Kentucky also recognizes the validity of a holographic will, which is a will completely written in the testator’s handwriting, and signed and dated by the testator. This type of will does not have to be witnessed in order to be valid.

Does a will need to be notarized?

If the will is signed in the presence of a notary who notarizes the document, then the document is considered self-proving and can be accepted by the probate court without further evidence being required. If the will is not notarized, the probate court may demand other evidence to prove the will, such as calling in the witnesses who signed the will to testify to the will’s authenticity. Even a notarized will can still be challenged or contested on various grounds, such as that the will was executed under duress or coercion, or as a result of fraud, or that there is another will in existence that should be accepted over the will submitted to probate.

What is the difference between a will and a living will?

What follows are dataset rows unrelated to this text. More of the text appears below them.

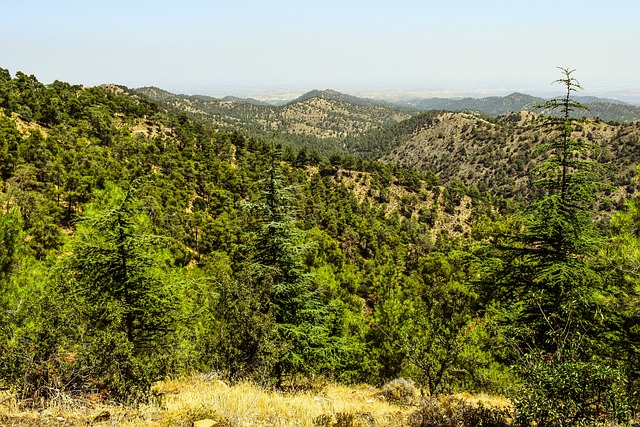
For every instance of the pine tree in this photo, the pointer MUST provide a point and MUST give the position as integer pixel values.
(549, 286)
(303, 342)
(114, 281)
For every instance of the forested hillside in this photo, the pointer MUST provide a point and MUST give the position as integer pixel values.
(498, 155)
(140, 244)
(318, 121)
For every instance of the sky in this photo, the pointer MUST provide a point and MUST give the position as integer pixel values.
(251, 47)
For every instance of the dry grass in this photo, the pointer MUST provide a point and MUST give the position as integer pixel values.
(196, 398)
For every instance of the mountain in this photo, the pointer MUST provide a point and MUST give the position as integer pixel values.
(493, 105)
(497, 154)
(332, 95)
(317, 120)
(604, 108)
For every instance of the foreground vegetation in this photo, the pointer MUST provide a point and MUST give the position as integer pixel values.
(211, 401)
(140, 246)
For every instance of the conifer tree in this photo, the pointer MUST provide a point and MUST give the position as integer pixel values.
(549, 286)
(303, 343)
(126, 309)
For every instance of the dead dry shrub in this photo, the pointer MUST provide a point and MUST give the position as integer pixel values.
(400, 391)
(453, 412)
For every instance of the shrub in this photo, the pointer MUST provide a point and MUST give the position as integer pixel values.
(453, 412)
(401, 392)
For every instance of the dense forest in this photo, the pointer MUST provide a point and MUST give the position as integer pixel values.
(138, 244)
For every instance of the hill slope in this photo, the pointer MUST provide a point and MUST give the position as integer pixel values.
(499, 154)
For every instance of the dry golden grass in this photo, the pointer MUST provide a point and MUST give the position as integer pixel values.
(195, 398)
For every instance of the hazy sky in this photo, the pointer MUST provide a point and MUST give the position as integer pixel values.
(246, 46)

A will is a document which disposes of a person’s estate, including any rights to real or personal property the testator is entitled to at death. The will may also accomplish other tasks, such as naming an executor for the estate or appointing a guardian for any minor children. A living will, on the other hand, is a document which directs how certain end-of-life decisions should be made on behalf of the living will’s creator, such as whether the person desires to be placed on life support or not. A living will or similar type of advanced healthcare directive is an important part of a comprehensive estate plan and should be considered at the same time that wills, trusts and other documents are created.

Should I have a will or a trust?

Many people prefer to dispose of their property through the use of one or more types of trusts, such as a revocable living trust. A trust offers many advantages that a will cannot provide. For instance, a trust does not have to be admitted into probate; a trust is private whereas the contents of a will are a matter of public record; and a trust is more difficult to challenge or contest than a will. Still, it is important to have a will in addition to any trusts one might have, in order to name an administrator for the estate, appoint a guardian for any children, and insure that any property of the estate not included in the trusts are accounted for and distributed in accordance with the testator’s wishes.

Can I avoid probate?

There are many ways to transfer property outside of probate, such as through the use of trusts, jointly titled property, and other documents with named beneficiaries or transfer-on-death or payable-on-death designations. The use of these vehicles can minimize the time and expense of probate and smooth the estate administration process. However, unless all property is disposed of through these devices, some probate proceeding may still be required. Also, in the case of certain small estates, Kentucky allows for a simplified procedure to administer the estate. Avoiding probate has certain advantages, but it takes careful planning to avoid probate altogether while also ensuring that all of the testator’s desires are met.